I am very interested in this idea, not only regarding this API, but also regarding camera/microphone APIs, where a MITM could cause all kinds of severe privacy issues. I know the idea has been discussed specifically in the context of WebRTC (can an active attacker inject JS into a page to turn on your camera & microphone and the feeds back to them?), but it seems like it may have already been shot down there.
I would very much rather see higher-level crypto, especially crypto that could be used declaratively, without JavaScript. (Something similar to Enigmail, but for browsers.)
Heck, there isn't even a standard way to verify a hash on downloaded files.

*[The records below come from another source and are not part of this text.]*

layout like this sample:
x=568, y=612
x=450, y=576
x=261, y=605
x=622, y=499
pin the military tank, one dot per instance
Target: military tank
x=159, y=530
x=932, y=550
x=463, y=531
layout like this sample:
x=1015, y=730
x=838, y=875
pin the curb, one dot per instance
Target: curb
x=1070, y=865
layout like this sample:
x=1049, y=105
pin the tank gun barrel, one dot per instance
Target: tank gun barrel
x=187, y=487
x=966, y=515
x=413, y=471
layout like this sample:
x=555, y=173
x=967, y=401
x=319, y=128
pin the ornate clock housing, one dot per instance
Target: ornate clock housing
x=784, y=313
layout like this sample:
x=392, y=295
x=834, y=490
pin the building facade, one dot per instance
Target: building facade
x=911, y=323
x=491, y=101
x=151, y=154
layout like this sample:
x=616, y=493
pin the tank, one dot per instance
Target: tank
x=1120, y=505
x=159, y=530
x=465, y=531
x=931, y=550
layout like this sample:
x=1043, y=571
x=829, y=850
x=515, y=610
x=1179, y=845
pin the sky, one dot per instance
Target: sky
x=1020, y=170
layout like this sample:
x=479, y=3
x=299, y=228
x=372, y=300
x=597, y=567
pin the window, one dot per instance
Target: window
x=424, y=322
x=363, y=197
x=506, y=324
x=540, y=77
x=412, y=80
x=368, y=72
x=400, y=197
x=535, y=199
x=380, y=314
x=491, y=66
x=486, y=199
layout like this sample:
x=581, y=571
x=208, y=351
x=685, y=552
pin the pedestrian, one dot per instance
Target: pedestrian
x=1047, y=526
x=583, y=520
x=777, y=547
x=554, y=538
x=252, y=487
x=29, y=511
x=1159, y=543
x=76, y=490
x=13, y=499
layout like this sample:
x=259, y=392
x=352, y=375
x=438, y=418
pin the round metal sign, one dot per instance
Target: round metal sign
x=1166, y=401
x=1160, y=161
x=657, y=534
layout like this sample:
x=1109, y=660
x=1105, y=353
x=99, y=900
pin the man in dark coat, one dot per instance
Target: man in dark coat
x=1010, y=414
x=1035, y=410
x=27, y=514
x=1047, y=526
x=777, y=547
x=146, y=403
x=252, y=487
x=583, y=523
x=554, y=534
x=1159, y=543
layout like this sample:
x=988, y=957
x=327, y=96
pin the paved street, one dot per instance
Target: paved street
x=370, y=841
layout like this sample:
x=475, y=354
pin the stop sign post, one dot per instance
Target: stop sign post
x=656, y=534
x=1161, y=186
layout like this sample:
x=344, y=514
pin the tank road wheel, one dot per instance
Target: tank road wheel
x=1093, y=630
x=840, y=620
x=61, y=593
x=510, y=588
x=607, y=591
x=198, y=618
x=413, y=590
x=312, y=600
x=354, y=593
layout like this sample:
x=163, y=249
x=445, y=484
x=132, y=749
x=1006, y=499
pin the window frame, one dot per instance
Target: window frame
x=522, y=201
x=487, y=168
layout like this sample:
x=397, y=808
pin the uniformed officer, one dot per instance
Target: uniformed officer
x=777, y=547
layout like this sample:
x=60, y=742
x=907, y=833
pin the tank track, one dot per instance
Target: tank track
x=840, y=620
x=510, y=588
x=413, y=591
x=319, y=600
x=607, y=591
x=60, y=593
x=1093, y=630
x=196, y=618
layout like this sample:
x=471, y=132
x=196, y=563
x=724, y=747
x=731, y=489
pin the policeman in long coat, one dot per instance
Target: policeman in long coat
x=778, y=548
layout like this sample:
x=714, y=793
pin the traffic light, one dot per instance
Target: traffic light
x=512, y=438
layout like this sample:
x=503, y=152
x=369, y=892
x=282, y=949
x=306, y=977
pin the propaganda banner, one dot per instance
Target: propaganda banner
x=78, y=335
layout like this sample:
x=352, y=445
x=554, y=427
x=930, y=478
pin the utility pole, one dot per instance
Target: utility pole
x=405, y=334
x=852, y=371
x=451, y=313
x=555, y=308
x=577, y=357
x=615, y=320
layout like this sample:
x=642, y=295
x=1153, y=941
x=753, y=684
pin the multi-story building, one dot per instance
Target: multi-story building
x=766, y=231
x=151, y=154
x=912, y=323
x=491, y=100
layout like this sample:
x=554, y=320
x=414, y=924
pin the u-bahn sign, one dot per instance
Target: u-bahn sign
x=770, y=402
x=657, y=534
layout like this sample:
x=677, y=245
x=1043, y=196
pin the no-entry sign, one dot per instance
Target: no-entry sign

For the record this is only the First Public Working Draft. A lot can and will change. We are looking for commentary to understand if we are on the right track
On the plus side: building this stuff directly into the browser image may prevent people from deploying Javascript Cryptography, which is unsafe in every environment. Systems built on the Web Cryptography bindings are at least anchored to trusted implementations of algorithms already resident in the browser.
On the minus side:
* These interfaces may have the opposite effect. Mass-market websites must support all popular browser versions. For the foreseeable future, we won't have a market in which the majority of browsers implement something like this. Unfortunately, the web crypto API is something that is very easy to duplicated "cosmetically" in Javascript. So the net effect of this in the medium term is probably negative. That said, I also understand that we've got to rip off the band-aid sometime.
* The interface is low-level. I appreciate that an API like this naturally wants to be low-level, to maximize the number of things you can build on top of it. But most of the things you could build on these particular building blocks will have subtle vulnerabilities. Not only that, but the interface doesn't appear to provide even the "envelope" abstraction that other low-level libraries present.
* So much of this design is low-level that enough of the security of the system is left to content-controlled Javascript, so many (perhaps most) of the systems that rely on this library are going to have exactly the same problem as they do now.
* The low-level building blocks they provide are incoherent. If you wanted to just expose all the little knobs and wires that it could take to implement pre-existing (and broken) crypto standards, then an interface which pretends that AES-CBC and AES-GCM are two different ways to do the same thing makes some sense; some systems need GCM, and some need CBC, and you don't have to give much thought to the difference. But this library doesn't even do that; for instance, it doesn't look like callers control the nonce in AES-CTR. A good way to sum this up: if this API succeeds in the market, there are going to be deployed, widely used systems that use RSA for bulk encryption.
If I was elected Archduke of Browser Crypto, the first standard I would propose would be a simple authenticated AES-encrypted envelope format; something like, PBKFD2-keyed HMAC-SHA256-authenticated AES-CBC messages. Something impossible to screw up, because Javascript authors aren't asked to make design decisions.